Thursday, February 11, 2021

Down at Mickey's

image from

 Down at Mickey’s

“A poet could write volumes about American diners,

because they are so beautiful.” --David Lynch.

On Saturday nights,

in our small town

we all used to hang out

at Mickey’s Diner,

a remodeled

Northern Pacific dining car.

Before specific hamburger restaurants

were invented in the late 50’s, diners

and drug stores were the only places

one could get a hamburger.

There was just something

so Art Deco about those

converted railroad car diners

that showed up after WWII.

Mickey’s had been built

in 1946. 

My Dad use to take me there,

just me and him,

as a treat after

one of my little league

baseball games.

I was a pretty good

first baseman.

Parked all around Mickey’s

were thrilling shiny cars.

Parked amongst the pre-war sedans

were ’57 Impalas,

         ’54 Bel Airs,

         ’56 Roadmasters,

         ’53 Packards

         ’58 Oldsmobile Rockets, and

         ’55 Lincolns.

These cars were trimmed

with tons of bright chrome,

steel bumpers and massive grills,

each with its unique hood ornament,

matching the brilliance

of the stainless steel trim

on the dining car.

Ike was President,

and the pounds of chrome

on every door, and 

the behemoth V-8 engines,

and the twin glass packs,

announced to the world

that 10 miles to the gallon of gas

was OK, and America was

the most prosperous country ever.

Inside the diner, a row

of chrome-necked red stools

were bolted to the floor 

in front of a stainless steel bar.

The grills and fryers were

in plain sight. 

The booths, all plush

with their red Naugahyde covers,

lined the window side of the car.

I preferred sitting in a booth.

I always ordered

a cheeseburger, curly fries,

and a chocolate shake.

They used real ice cream, 

and they left the chrome canister

with the left overs in it.         

The .19 cent burger places

that replaced the diners

never had the magic and allure

that the diner cars had.

Glenn Buttkus

Posted over at d'Verse Poet's Pub MTB


Ken Gierke said...

This shines, from dining car to the cars to the memories they gave you.

Jane Dougherty said...

This brings back an era some of us know only from Humphrey Bogart films.

JadeLi said...

I love your description of the cars, the diner itself, and what they meant to you.

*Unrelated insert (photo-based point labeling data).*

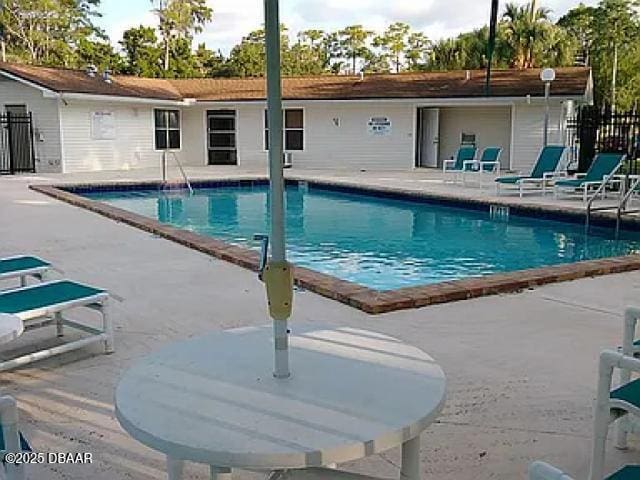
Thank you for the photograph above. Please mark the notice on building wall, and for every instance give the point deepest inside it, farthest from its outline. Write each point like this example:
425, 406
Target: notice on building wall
103, 125
379, 126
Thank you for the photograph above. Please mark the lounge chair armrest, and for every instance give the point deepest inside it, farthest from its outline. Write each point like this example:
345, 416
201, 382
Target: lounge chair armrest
469, 163
531, 180
544, 471
449, 161
614, 359
549, 175
487, 163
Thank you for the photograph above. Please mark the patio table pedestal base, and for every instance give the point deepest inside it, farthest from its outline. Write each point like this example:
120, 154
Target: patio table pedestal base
410, 466
214, 400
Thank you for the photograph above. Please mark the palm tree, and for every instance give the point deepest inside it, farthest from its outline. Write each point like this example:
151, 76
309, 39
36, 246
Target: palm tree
525, 28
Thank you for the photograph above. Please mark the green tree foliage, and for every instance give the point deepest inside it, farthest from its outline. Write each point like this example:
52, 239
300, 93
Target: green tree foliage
579, 24
353, 44
209, 63
99, 53
62, 33
535, 41
179, 20
143, 54
609, 40
417, 50
47, 31
393, 43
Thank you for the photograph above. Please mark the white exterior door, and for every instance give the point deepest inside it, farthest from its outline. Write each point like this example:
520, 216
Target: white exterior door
430, 125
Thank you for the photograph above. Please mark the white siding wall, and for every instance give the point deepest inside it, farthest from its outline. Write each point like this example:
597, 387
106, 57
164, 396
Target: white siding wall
133, 146
347, 146
528, 126
194, 136
491, 125
46, 123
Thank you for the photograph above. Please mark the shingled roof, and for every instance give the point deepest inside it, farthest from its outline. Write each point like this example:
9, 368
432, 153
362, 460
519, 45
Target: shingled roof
570, 81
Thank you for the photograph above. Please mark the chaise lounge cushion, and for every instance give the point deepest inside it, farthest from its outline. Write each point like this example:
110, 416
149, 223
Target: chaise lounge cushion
44, 295
629, 392
18, 264
510, 179
571, 182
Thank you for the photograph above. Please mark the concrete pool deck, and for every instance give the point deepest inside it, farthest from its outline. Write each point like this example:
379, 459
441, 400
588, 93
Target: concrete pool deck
521, 367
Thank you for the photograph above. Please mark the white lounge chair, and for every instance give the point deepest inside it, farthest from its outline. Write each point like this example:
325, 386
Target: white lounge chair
43, 304
465, 160
487, 164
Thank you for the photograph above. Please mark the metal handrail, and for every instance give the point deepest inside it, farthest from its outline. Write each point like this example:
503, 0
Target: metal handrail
182, 172
598, 191
622, 206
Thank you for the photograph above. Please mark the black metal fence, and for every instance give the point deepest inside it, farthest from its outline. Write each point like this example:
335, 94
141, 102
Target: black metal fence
16, 143
595, 130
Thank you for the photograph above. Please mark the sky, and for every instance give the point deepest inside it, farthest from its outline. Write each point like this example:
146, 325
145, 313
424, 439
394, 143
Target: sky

There is a car museum not all that far from here (check it out at:
( )that has all those old cars in it AND a diner as you describe on the property.

Grace said...

This is blast from the past and a treat to read tonight Glenn. I want those prices back for a good cheeseburger and ice cream.

JIm Feeney said...

Loved this Glenn...the atmosphere, the detail, a memory that shines like polished chrome...JIM

Jane said...

This makes me want a burger and a milkshake!

Helen said...

Well, you certainly know how to take a lady way back to St. Paul MN and her numerous visits to Mickey's Diner. You just made my day. The smells, the feel, the sounds, the food, the shakes, the people! Thanks.

Kim M. Russell said...

I’d only ever seen diners in films and on television – and then on my only visit to New York I went to a diner and experienced the real thing, and my memories are reflected in your words, Glenn. I’m enthralled by Mickey’s Diner! How wonderful to make a static diner from a Northern Pacific dining car! Even the cars parked outside are exotic to me. Do they serve veggie burgers?

Ingrid said...

You really paint a picture of a magical moment in time which I've only ever seen in the movies: how exciting to have lived, breathed and tasted it! The Lynch quote is interesting because Diners play a huge part in his work, and I always liked the atmosphere he creates there. You've captured that same atmosphere (though less sinister) in your poem.

robkistner said...

Wonderful! A boys wet bream. I love it! Cool bro... now come on over and fly with me!

robkistner said...

I am way too high — come on over and fly with me! I will be back earthbound tomorrow to tread better!!

Dwight L. Roth said...

Those were the days my friend... and the i recognized the cars..everyone!! My sister dated a guy who had a shiny orange and black 58 Mercury! And, did you play the jukebox by putting you Nickle in the slot and pick your favorite song!

Great memories Glen!

robkistner said...

I came back to read more thoroughly dude! I love this piece!! I especially love the inclusion of all those nickel-chromium’d glorious guzzlers. I personally owned owned of those steel “beasts” — ‘57 Chevy and ‘58 Olds. My Olds had a killer continental kit jutting off the back bumper. Those old cars still have soul!

brudberg said...

This is so filled with atmosphere, all that chrome and bright hope... but I'm sure that already then there was some rust behind the polished surface.